Background information
- Born: 1956 (age 69–70) Bari, Italy
- Occupations: Conductor, musicologist, composer

= Antonio Florio =

Italian conductor, musicologist, and composer (born 1956)

Antonio Florio (born 1956) is an Italian conductor, musicologist and composer. In 1987, Florio founded the Cappella della Pietà de' Turchini music ensemble, renamed Cappella Neapolitana in 2016.

== Biography ==

Antonio Florio was born in Bari in 1956. He studied at the Conservatory of Bari under Nino Rota, graduating in piano, cello, and composing. After graduation, he moved to Naples and started to teach at the Conservatory.
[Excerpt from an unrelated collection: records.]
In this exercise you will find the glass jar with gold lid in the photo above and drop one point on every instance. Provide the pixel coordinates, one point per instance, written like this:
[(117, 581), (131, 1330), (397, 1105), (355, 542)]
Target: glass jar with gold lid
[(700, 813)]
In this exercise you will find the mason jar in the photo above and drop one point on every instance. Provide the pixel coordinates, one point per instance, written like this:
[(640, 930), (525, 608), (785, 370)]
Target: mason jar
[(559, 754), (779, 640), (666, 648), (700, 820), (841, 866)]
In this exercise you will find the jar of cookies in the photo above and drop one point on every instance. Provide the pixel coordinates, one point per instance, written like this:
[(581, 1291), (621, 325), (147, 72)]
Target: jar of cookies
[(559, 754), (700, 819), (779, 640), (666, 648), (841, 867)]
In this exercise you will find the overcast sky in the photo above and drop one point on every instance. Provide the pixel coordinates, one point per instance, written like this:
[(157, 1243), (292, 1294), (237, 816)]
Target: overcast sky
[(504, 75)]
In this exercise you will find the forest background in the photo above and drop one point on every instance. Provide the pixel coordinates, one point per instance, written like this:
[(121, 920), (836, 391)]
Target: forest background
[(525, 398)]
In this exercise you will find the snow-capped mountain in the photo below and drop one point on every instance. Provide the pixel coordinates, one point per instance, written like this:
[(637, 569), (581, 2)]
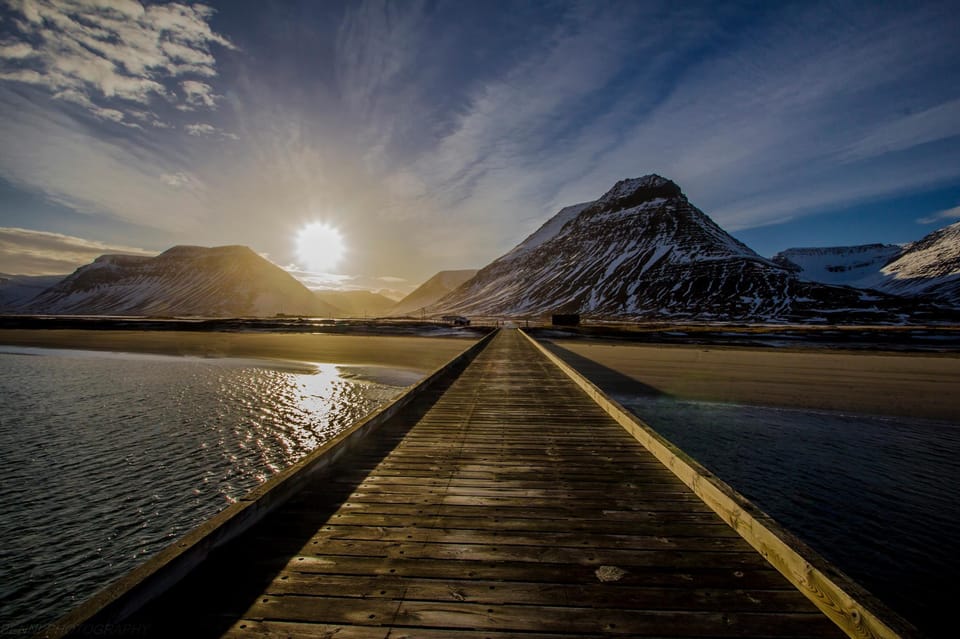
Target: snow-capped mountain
[(839, 265), (640, 250), (17, 290), (356, 303), (431, 291), (929, 268), (184, 280)]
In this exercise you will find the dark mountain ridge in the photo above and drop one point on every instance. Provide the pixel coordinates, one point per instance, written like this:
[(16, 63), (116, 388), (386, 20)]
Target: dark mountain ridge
[(643, 251)]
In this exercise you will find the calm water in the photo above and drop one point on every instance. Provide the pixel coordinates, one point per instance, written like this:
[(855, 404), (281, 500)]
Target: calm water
[(876, 496), (107, 458)]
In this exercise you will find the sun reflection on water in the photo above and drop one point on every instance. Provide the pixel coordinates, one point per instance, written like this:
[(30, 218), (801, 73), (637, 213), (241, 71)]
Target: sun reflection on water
[(109, 458)]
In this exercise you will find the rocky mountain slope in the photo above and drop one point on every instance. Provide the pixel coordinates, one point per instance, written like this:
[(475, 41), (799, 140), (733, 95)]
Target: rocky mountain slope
[(184, 280), (356, 303), (644, 251), (431, 291), (640, 250), (839, 265), (927, 269)]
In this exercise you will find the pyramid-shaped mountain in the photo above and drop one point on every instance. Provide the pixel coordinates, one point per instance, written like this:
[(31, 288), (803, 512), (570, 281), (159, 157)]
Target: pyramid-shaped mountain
[(640, 250), (184, 280)]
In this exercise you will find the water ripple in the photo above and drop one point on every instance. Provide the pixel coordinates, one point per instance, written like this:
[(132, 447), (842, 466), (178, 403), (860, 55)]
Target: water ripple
[(875, 495), (107, 459)]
He remained active in studies of ancient instruments and led intensive musicological research, exploring the repertoire of Neapolitan music from the seventeenth and eighteenth centuries and uncovering many neglected works. Among many works, rediscovered by Florio, there are La colomba ferita (1670), Il schiavo di sua moglie (1671) and La Stellidaura vendicante (1674) by Francesco Provenzale, Il disperato innocente by Francesco Boerio (1673), La finta cameriera by Gaetano Latilla (1673), Li Zite’n Galera by Leonardo Vinci (1722), Il Pulcinella vendicato by Giovanni Paisiello (1767), Statira by Francesco Cavalli, Montezuma by Francesco De Majo (1765), and many more.

Important collaborations in Florio's early career include Roberto De Simone (especially La Gatta Cenerentola), and Rinaldo Alessandrini, with whom Florio and Pino De Vittorio interpreted Neapolitan cantatas, an almost forgotten genre at the time.

In 1987, Florio founded the Cappella della Pietà de' Turchini (I Turchini), an ensemble specialized in Neapolitan baroque music. Together with Dinko Fabris, they developed the project into an important centre of musical research. Under Florio, the ensemble has gained international acclaim and has released more than 40 CDs.

In 1999 and 2000, Florio conducted the Symphony Orchestra of Santiago de Compostela, presenting La Serva Padrona and Stabat Mater by Giovanni Battista Pergolesi.

In 2004, he presented his recovery and revision of Leonardo Vinci’s opera seria La Partenope. That year at the Festival di musica antica del Mediterraneo Mousiké di Bari, Florio was honoured with the Premio per la diffusione della Musica Mediterranea award. In 2008, Florio conducted Leonardo Leo's opera Alidoro at the Valli theatre in Reggio Emilia and at the Mercadante in Naples. The record was released on DVD, it brought Florio the prestigious “Diapason d’Or” and the “Orphée d’or du disque lyrique” awards.

Florio is the Professor of Chamber Music at the Conservatory San Pietro a Majella in Naples. As a guest teacher, he gave classes on Baroque vocal and chamber music for the “Centre de Musique Baroque de Versailles”, the “Fondation Royaumont” and the Conservatory of Toulouse.

In May 2024, he was appointed an academic of the Accademia Nazionale di Santa Cecilia.

Among other endeavors, Antonio Florio curates festival Sicut Sagittae, dedicated to antic Calabrian music.

== Awards ==

- 2008 – Diapason d’Or award;
- 2008 – Orphée d’or du disque lyrique;
- 2008 – Luis Gracia Iberni award;
- 2008 – Naples city award Premio Napoli for the section Hidden Excellence;
- 2009 – Oviedo Prize for best theatrical production (La Partenope by Leonardo Vinci).